CARL@Teatro Trastevere: un racconto a sipario aperto

Dal 27 al 31 Marzo debutta al Teatro Trastevere “CARL”, è uno spettacolo che nasce dal lavoro di un gruppo di giovani attori diplomati all’Accademia Nazionale D’Arte drammatica Silvio D’Amico (in scena Luca Carbone, Francesco Cotroneo e Giulia Trippetta) e che propone attraverso un solo atto, la narrazione d’una vita intera; una storia quotidiana in equilibrio sull’orlo del surreale, costellata d’immagini che si snodano con ritmo incalzante e senza interruzioni verso un’inaspettata rivelazione finale.

Il pubblico è accolto, nel suo vociferare sommesso, nel piccolo teatro dallo spazio ristretto, quasi segreto; in sala le sedie restano ancora vuote per qualche momento mentre la scena si presenta già viva: a sorpresa le luci di sala accese, il sipario spalancato e una protagonista seduta al centro del palco, quasi fosse colta nel suo intimo casalingo da ospiti inattesi. Subito sembra prossimo il contatto con la storia.
La narrazione ha inizio nell’attimo in cui il telefono squilla e il protagonista, Carl, si ritrova coinvolto in una conversazione misteriosa in cui uno sconosciuto dichiara di essere in possesso delle “chiavi per entrare”, intimando di attendere il suo arrivo.
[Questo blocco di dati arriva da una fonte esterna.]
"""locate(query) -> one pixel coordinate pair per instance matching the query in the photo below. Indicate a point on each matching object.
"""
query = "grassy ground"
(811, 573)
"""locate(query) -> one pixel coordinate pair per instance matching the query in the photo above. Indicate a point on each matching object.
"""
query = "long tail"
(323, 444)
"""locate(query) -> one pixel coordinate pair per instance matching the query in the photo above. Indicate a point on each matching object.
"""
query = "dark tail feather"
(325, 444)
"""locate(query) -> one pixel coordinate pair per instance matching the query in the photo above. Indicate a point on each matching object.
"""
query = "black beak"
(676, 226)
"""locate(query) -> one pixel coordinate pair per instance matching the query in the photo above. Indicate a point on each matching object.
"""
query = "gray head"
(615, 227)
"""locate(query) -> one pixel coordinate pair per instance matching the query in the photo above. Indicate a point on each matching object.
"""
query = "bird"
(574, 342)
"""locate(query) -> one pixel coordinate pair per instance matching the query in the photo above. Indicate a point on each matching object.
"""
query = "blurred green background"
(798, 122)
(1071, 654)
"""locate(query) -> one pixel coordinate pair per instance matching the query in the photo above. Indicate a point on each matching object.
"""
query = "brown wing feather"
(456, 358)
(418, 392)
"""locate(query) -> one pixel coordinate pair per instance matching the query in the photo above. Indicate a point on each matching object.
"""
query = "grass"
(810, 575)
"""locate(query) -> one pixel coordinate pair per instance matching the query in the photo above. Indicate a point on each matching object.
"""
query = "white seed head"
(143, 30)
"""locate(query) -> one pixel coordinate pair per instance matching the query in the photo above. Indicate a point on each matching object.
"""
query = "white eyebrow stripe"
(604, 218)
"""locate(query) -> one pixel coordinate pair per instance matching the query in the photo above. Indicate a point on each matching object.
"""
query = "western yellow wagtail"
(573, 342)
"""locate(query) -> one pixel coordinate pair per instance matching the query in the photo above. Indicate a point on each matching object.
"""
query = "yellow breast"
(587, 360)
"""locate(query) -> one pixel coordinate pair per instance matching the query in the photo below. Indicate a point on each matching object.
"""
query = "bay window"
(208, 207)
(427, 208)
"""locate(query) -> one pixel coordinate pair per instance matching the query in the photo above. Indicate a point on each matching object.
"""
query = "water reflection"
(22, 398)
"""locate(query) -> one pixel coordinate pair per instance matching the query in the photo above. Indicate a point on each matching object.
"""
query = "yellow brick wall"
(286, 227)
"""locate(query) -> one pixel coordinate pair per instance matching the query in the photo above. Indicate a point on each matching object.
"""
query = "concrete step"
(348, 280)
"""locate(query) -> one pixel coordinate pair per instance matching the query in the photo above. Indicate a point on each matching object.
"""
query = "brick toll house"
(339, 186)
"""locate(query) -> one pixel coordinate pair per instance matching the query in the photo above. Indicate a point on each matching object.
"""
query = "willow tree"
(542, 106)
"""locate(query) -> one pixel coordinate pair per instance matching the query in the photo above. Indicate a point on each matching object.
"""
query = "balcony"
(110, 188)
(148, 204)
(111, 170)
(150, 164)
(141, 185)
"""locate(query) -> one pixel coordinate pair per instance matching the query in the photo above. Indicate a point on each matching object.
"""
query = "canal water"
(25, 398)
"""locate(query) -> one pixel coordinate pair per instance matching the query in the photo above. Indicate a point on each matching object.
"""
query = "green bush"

Da quel momento, il susseguirsi delle vicende conduce lo spettatore alla scoperta di molteplici e complesse sfumature d’un personaggio che in un primo momento ha quasi l’illusione di proporsi lineare: un marito, un ex professore di lettere, un tempo scrittore. Sarà l’incedere della trama a disvelare quanto di dimenticato e tormentato resti celato a un primo sguardo.

Tre pareti completamente buie e una quarta molto fragile tra il pubblico e gli attori restituiscono un’essenzialità scenografica dove è prima di tutto il contenuto dei dialoghi a trovarsi sotto i riflettori; il necessario è un mobile di legno da cui gli stessi protagonisti fuoriescono e in cui si nascondono, contenente le stanze visibili e non, i cambi di scena e tutti i paesaggi della città dipinti sul legno con pennellate d’avorio.
L’intensa espressività di tutti e tre gli interpreti ha reso possibili e fluidi dei complessi passaggi tra scene di drammaticità e momenti di comicità pura; impossibile per lo spettatore distogliere l’attenzione dai gesti, dagli spostamenti di scena e dalle efficaci intonazioni di tutti i momenti della narrazione, impossibile inoltre non notare come il movimento corporeo diventi in diversi passaggi immagine stessa della storia. Di sottofondo una malinconica colonna sonora che ben si sposa con il limpido simbolismo delle immagini e una sola canzone nostalgica, sussurrata appena, al calare delle luci che si affievoliscono nei momenti di ricordo di quello che sembra essere parte del passato, come la costruzione pittorica dei tramonti.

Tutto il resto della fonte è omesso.